The coronavirus disease 2019 (COVID-19) pandemic continues to rapidly increase worldwide, threatening public health and causing dramatic decreases in global economics and social life. According to the data derived from the World Health Organization (WHO) database, over 50 million confirmed COVID-19 cases and over 1.24 million deaths have occurred to date (reported on 08 November 2020), and new records for the daily numbers of new infection and death cases are steadily reported. This pandemic outbreak is difficult to control because factors affecting the COVID-19 epidemic are not thoroughly understood, and specific vaccines and treatments are still unavailable.
If one looks at the COVID-19 epidemic map provided by Johns Hopkins University (JHU) (e.g. the map picture on 15 May 2020), one would immediately recognise that quite a difference exists among the geographic districts with infections in the early phase of the pandemic. In fact, after the initial outbreak in China, the COVID-19 pandemic rapidly advanced to Europe and simultaneously to New York City, and afterwards, this pandemic spread to South America and East Mediterranean zones. An understanding of the factors with profound impacts on the pandemic is crucial for controlling the pandemic, and factors associated with the pandemic must be considered when making public policy and medical decisions. ABO blood types are associated with diverse infectious diseases, such as malaria, HIV and influenza [Reference Damena1–Reference Horby4]. Among the patients with confirmed COVID-19 cases who were treated in hospitals, the proportion of patients with blood type A was significantly higher than patients with blood type B [Reference Wu5], and furthermore, the severity and clinical outcomes of patients with COVID-19 patients were reported to be associated with blood types [Reference Ellinghaus6].
However, in these previous studies, a relatively small number of study subjects and/or subjects in a limited locality were investigated, and thus the data cover only a limited regional geographic zone and do not reveal the globally geographically uneven distribution of COVID-19 cases.

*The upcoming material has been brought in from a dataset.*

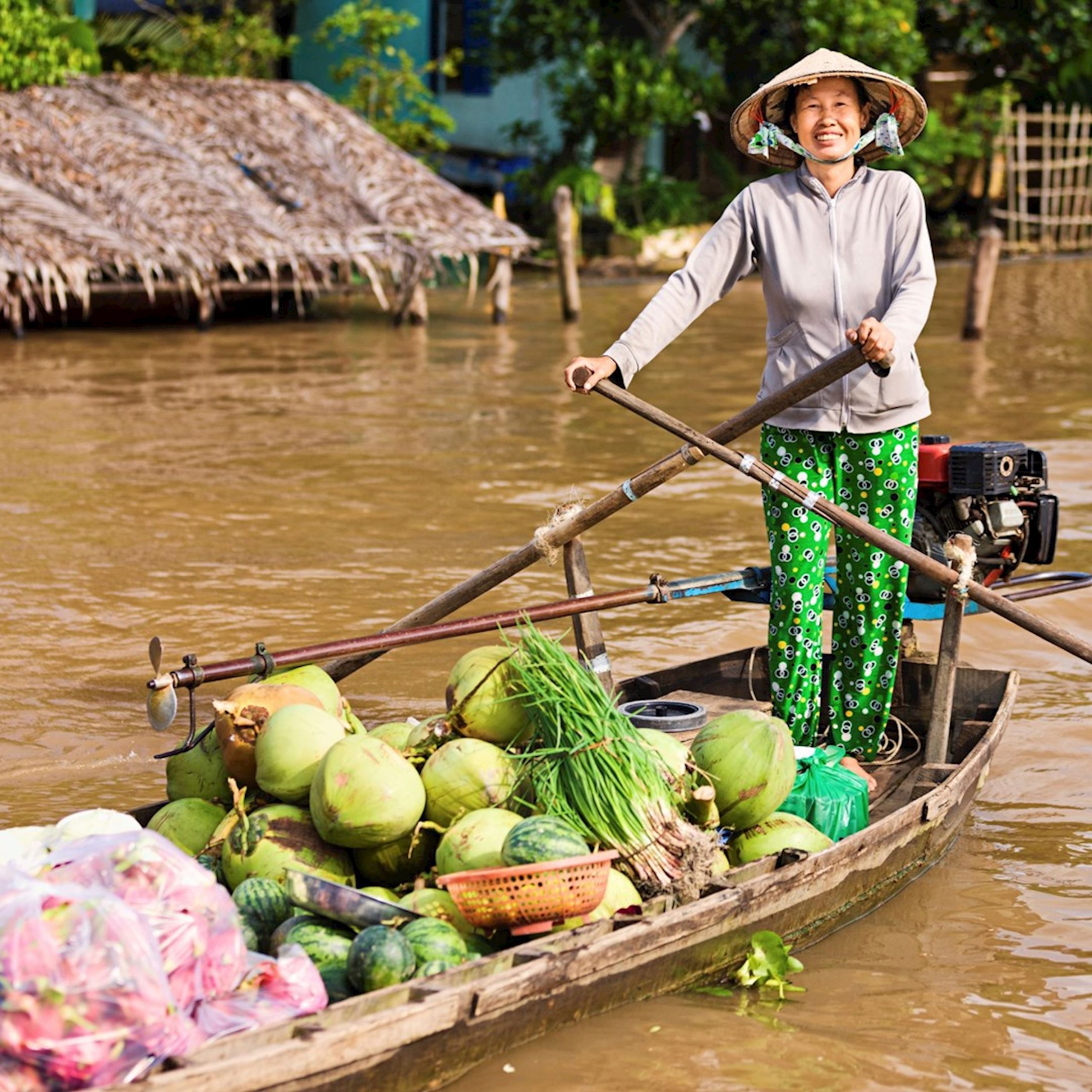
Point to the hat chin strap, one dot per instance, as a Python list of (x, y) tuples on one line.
[(885, 133)]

Furthermore, the global dynamics of the COVID-19 epidemic were not investigated. We therefore conducted this big-data analysis of the association between the dynamics of the COVID-19 pandemic and ABO blood type distribution. The big data are derived from the official database provided by the WHO. The ABO blood type distribution serves as a typical genetic marker for the global geographic distribution of diverse diseases and public health issues. The determination of any factors that are associated with the COVID-19 epidemic might thus be important in fighting the COVID-19 pandemic.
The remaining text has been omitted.